A police force’s failing rate of emergency response times has been put down to the simple press of a button.

Chief Constable Martin Richards has claimed Sussex Police’s failure to reach response time targets was due to a “technical anomaly” in how officers recorded their arrival at the scene of a crime.

In June, figures revealed that force response times had dropped from 85% of emergency calls within 15 minutes to just 73% in the last three years.

Mr Richards said response times increased after a change from an automated system to a manual option, which required officers to press a button or radio-in their arrival.

When faced with responding to an incident, Mr Richards told Police Crime Commissioner Katy Bourne in a recorded monthly update that officers would sometimes forget to log their arrival, harming the force’s response times.

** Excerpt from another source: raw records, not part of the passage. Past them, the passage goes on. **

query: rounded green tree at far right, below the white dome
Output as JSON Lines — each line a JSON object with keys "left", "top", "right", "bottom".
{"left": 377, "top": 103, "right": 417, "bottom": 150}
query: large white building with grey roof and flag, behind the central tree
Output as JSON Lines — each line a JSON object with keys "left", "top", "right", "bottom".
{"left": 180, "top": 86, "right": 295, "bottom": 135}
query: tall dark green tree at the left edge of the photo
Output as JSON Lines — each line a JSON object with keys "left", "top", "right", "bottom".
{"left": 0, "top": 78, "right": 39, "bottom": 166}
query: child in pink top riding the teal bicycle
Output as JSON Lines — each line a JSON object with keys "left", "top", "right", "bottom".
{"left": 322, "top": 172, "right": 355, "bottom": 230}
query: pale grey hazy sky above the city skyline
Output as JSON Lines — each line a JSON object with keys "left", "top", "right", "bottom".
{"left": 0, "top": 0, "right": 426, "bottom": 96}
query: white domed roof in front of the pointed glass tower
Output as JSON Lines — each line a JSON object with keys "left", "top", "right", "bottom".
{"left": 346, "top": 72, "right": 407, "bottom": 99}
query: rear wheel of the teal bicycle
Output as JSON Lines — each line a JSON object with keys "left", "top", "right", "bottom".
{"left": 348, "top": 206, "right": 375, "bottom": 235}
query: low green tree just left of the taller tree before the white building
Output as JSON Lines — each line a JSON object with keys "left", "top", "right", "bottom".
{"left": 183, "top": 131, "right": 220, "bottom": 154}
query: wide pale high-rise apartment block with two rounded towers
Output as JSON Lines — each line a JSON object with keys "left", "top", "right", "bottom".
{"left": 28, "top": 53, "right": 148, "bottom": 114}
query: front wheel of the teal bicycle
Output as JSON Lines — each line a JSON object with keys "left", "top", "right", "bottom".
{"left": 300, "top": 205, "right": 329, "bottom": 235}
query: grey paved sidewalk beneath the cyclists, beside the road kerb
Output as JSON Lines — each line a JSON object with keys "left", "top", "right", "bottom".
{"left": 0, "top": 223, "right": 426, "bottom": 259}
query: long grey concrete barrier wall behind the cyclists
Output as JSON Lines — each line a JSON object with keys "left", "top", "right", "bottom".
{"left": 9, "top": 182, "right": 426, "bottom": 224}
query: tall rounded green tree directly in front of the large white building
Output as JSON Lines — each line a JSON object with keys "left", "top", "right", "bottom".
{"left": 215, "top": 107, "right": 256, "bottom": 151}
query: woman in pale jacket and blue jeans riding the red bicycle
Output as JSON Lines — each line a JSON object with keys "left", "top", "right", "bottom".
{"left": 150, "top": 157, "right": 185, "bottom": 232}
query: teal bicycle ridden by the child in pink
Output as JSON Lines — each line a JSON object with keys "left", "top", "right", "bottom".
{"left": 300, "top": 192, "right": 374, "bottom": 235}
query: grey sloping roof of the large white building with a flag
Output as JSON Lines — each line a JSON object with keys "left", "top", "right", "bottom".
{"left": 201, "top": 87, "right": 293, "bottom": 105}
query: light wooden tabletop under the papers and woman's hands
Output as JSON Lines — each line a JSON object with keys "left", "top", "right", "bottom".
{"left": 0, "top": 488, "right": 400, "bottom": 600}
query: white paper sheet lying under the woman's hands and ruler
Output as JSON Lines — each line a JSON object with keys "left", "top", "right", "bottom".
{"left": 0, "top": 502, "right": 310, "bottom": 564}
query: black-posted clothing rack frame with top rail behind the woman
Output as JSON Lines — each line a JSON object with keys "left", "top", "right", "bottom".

However, police union officials said the recent improvement in grade one response times was due to changes in policing numbers which was harming officers’ effectiveness and putting them in harm’s way.

Mr Richards said that the response times had now risen back above the force’s target of 80%.

He said: “We are certainly not complacent.

“It may be there has been a wonderful turnaround since we last met up and on the one hand that is great news but if they can go up that quickly, I don’t want it to come down that quickly.

“If you were entering a scene of a crime in action, on arrival I suspect your first concern would be the people in front of you, the car crash that has just happened, the assault that has just taken place or the burglar that might be leaving the premises.

“I would rather a police officer first on scene doing something in connection with the call for assistance than remembering to press the right button.”

Detective Sergeant Paul Sellings, chairman of Sussex Police Federation, said: “I know they have had difficulties with the system and they have been trying to address them.

“It’s quite an easy system and officers are quite capable of pressing a button.

“We put this change in response times down to the force putting one officer in patrol cars as opposed to two, that’s why they have improved.

“Officers can now get to incidents quickly but aren’t able to deal with the situation when they get there.”